Sent from AutoGuide.com Free App


----------



## spike (Dec 26, 2013)

How many people pay in advance to reduce the lump sum?

I check them enough per month to cover about 25% of my lump sum, helps a bit, reminds me of the old days of PAYE


----------



## A3DFU (May 7, 2002)

I pay in one chunk


----------



## Adam86 (Nov 20, 2013)

I'v loved doing mine the last couple of years! Most of my customers have now started deducting tax upfront so now I can't wait to submit my tax return as early as possible as this usually means a nice lump of money coming my way...


----------



## PJH (Jan 28, 2014)

I hate doing them, always leave it to the last minute but enjoy the bonfire of pointless receipts I've kept.


----------



## A3DFU (May 7, 2002)

PJH said:


> I hate doing them, always leave it to the last minute but enjoy the bonfire of pointless receipts I've kept.


 :lol: :lol: :lol:


----------



## Danny Wilde (Jul 19, 2012)

I absolutely hate doing it.
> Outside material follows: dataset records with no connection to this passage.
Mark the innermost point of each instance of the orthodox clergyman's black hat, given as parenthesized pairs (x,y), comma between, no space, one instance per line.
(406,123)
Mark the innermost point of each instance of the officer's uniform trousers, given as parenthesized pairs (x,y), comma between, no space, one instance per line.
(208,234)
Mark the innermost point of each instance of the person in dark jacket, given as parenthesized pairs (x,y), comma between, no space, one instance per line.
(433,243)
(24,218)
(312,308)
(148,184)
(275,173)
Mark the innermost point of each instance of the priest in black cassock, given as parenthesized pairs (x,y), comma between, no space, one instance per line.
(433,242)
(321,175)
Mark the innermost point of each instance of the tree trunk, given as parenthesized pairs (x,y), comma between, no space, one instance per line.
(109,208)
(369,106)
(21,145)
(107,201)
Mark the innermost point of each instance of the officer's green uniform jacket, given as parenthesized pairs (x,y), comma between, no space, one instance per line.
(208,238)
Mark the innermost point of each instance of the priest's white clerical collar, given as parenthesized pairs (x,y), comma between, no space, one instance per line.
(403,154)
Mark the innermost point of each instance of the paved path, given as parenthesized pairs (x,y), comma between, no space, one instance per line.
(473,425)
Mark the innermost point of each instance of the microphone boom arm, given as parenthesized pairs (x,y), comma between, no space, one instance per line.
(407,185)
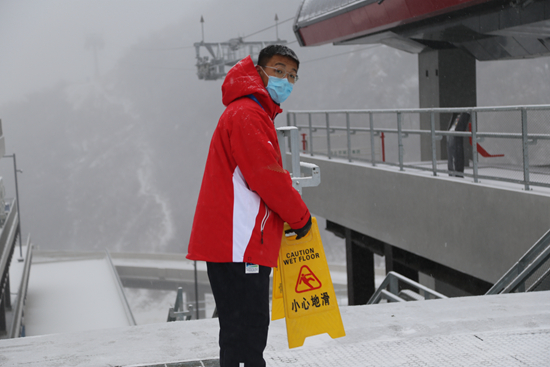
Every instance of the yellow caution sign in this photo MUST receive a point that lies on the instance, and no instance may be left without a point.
(310, 305)
(277, 304)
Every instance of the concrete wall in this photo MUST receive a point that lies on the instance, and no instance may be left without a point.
(473, 228)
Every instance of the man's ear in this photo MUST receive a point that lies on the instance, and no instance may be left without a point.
(261, 73)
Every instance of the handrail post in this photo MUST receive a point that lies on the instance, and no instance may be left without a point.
(434, 150)
(310, 135)
(372, 152)
(525, 145)
(474, 143)
(329, 153)
(348, 135)
(400, 140)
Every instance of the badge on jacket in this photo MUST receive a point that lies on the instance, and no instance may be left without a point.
(252, 268)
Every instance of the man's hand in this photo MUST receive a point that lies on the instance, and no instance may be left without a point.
(304, 230)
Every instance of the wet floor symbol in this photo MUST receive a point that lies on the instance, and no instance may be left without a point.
(307, 280)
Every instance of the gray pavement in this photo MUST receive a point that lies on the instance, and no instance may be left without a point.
(501, 330)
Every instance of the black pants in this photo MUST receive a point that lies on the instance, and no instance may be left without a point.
(242, 301)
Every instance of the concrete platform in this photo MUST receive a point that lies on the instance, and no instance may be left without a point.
(501, 330)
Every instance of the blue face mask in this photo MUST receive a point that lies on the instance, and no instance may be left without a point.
(279, 88)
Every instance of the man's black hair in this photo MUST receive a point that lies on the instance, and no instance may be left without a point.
(269, 51)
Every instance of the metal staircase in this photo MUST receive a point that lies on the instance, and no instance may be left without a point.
(530, 273)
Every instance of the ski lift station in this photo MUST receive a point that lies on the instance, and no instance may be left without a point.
(455, 197)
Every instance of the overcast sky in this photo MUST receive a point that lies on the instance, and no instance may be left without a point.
(43, 41)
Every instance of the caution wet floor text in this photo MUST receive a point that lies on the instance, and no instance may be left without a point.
(302, 289)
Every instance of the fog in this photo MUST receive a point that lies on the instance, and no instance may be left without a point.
(113, 151)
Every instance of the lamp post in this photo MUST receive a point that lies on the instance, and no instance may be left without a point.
(15, 172)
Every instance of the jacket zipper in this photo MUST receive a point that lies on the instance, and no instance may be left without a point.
(264, 221)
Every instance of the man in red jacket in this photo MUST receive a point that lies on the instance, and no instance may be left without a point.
(245, 198)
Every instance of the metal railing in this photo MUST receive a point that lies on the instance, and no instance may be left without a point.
(409, 138)
(528, 273)
(17, 328)
(389, 290)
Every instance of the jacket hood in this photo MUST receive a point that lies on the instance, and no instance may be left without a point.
(242, 80)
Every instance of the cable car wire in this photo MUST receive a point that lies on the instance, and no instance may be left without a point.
(265, 29)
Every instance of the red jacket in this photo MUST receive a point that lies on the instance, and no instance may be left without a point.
(245, 196)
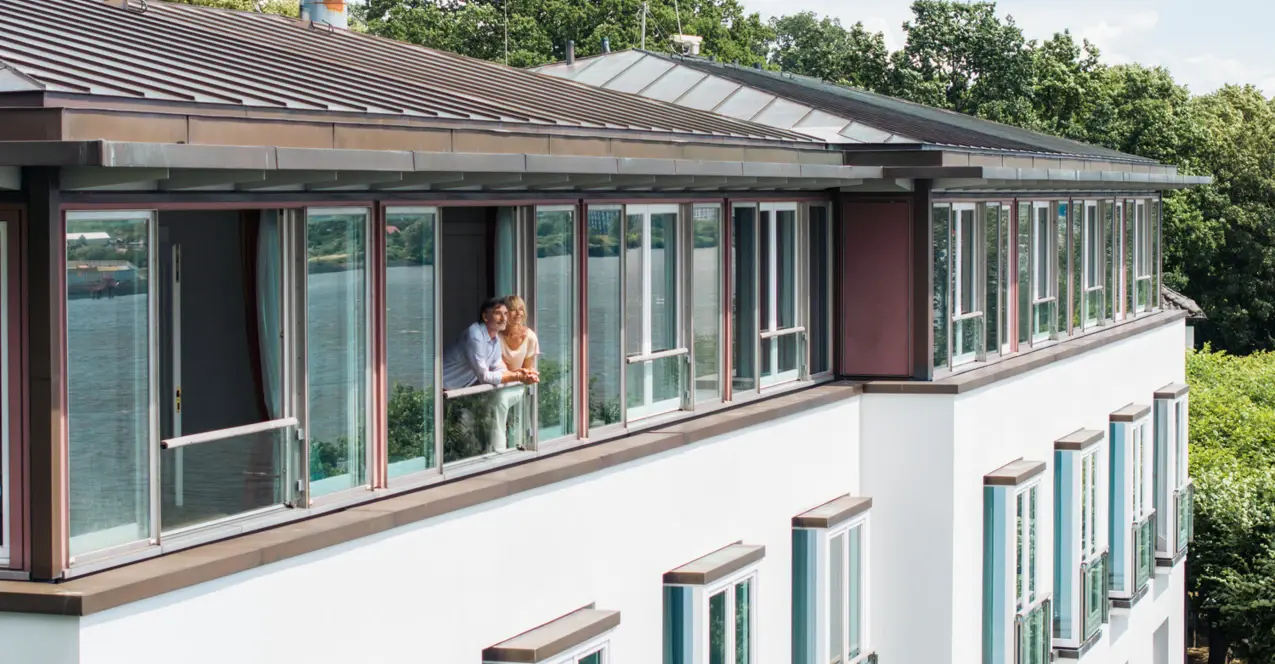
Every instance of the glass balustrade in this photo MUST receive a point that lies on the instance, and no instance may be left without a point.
(1034, 634)
(483, 421)
(1185, 507)
(1144, 552)
(1093, 577)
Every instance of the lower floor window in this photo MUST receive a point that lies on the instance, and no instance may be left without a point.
(709, 608)
(830, 583)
I have an accountant and I still loathe it. Probably because I am the most incompetent filer/record keeper since the invention of paper. Every year I tell myself it will be different and it never is. Always a complete buggers muddle...


----------



## A3DFU (May 7, 2002)

Danny Wilde said:


> I absolutely hate doing it. I have an accountant and I still loathe it. Probably because I am the most incompetent filer/record keeper since the invention of paper. Every year I tell myself it will be different and it never is. Always a complete buggers muddle...


Hmm; some advice:
do 10 minutes of sorting/filing each week. Put it in your diary as a fixture so you'll do it. Makes it much easier at year end

I used to do double entry book keeping, EC Sales List, Vat return and end of year calculations for our scientific partnership after only three hours of training by an accountant. The worst thing was that I had to catch up with six years of paperwork left in a mess when I started. It was a nightmare but I learnt that being on top of things is important


----------



## scoTTy (May 6, 2002)

I completed mine early this year. I submitted it at 10.30am. Normally I start about 10.30pm.

Last year I got £4.5k back. That was better than having to give them money this year.


----------



## A3DFU (May 7, 2002)

scoTTy said:


> I completed mine early this year. I submitted it at 10.30am. Normally I start about 10.30pm.


 :lol: :lol: Guess that's what my son's doing :roll:


----------